При этих словах вигила Аврелиан усмехнулся:
— На Востоке говорят: «Старые дураки глупее молодых».
— Пришлось скакать по сто миль в день, но я опоздал, добрался до Пальмиры, когда убитого Одената уже предали огню. Во дворце царила неразбериха, заговорщики делили трон. Я потребовал отвести меня к единственной законной правительнице, вдове Одената Зенобии. Тогда ее судьба была незавидной: сыну грозила смерть, а дочерей и ее саму в лучшем случае местные купцы взяли бы младшими женами.
— Говорят, она красивая женщина, — сказал император.
— Когда я увидел Зенобию, то влюбился сразу и навсегда. Мало того, что она божественно красива и ее не сломила смерть мужа, она была готова бороться за власть. Мы разработали план, и я связался с ее отцом Забдой, который командовал катафрактами. Под его руководством катафракты окружили дворец, перебили всех заговорщиков и освободили Зенобию.
— Женщина должна была назначить преемника и сойти с трона, — назидательно заметил Аврелиан.
— И я был того же мнения, — с горечью проронил Модест Юстус. — Поэтому попросил ее стать моей женой и уехать со мной в Рим. Она дала согласие, но все же выбрала власть.
Аврелиан прервал вигила вопросом:
— Что за письмо ты получил от нее при странных обстоятельствах?
— Констанций привез его из Пальмиры. В письме было послание для тебя. Уверен, что тебе его передали.
— Теперь мне нужна твоя помощь.

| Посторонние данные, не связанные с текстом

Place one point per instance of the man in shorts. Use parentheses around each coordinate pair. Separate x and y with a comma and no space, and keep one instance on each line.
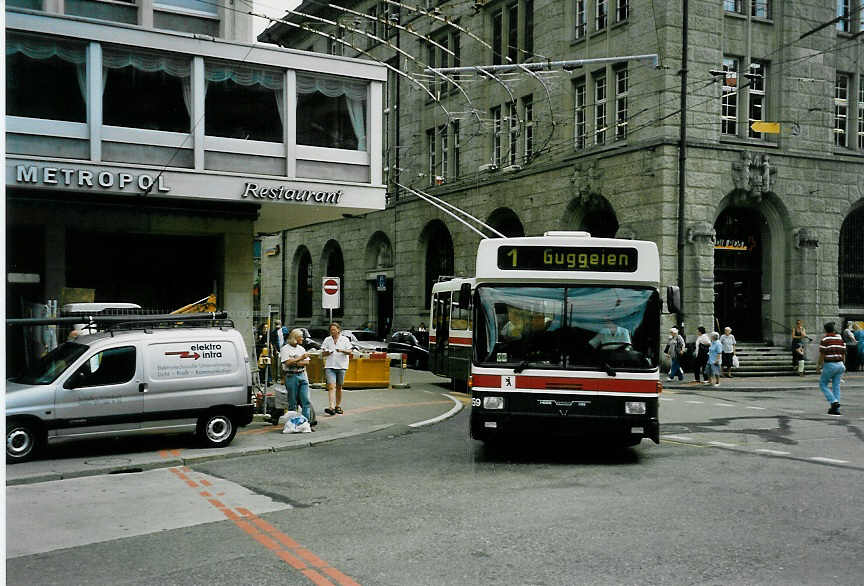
(336,350)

Модест, тебе придется поехать со мной.
— Аврелиан, поклянись, что не убьешь ее! — с жаром воскликнул вигил.
На что император ответил:
— Клясться не стану. Однако сделаю все, чтобы сохранить Зенобии жизнь.
Констанций смог улучить минуту, чтобы повидаться с семьей. Прощание было недолгим. Елена надела ему на шею медальон, серебряную рыбку, в которую вложила две пряди волос — свою и сына.
— Я буду молить за тебя Иисуса, любимый!
Он в последний раз взглянул на жену, на сына, который улыбался ему беззубой улыбкой. Обвел глазами комнату, где было все таким близким, но скоро станет далеким. Впереди его ожидала долгая военная дорога.
Римская армия маршем прошла через провинции Галатию[21], Каппадокию и споткнулась на Тиане, крепости, которая закрыла путь на побережье Киликии[22].
Император Аврелиан был в бешенстве: жители города отважились обороняться всерьез. Обозы, как всегда, отставали, а с ними отставали стенобитные машины. Осада грозила затянуться.
Он в гневе мерил шатер шагами.
— Ни одной собаки не оставлю в живых, когда возьму этот город!
В один из таких моментов к Аврелиану явился офицер из охраны:
— Верховный командующий! К лагерю пришел горожанин. Он требует, чтобы его провели к императору.
— Давай его сюда!
Охранник привел в шатер темноволосого юношу, который, пряча за гордостью страх, высоко держал голову.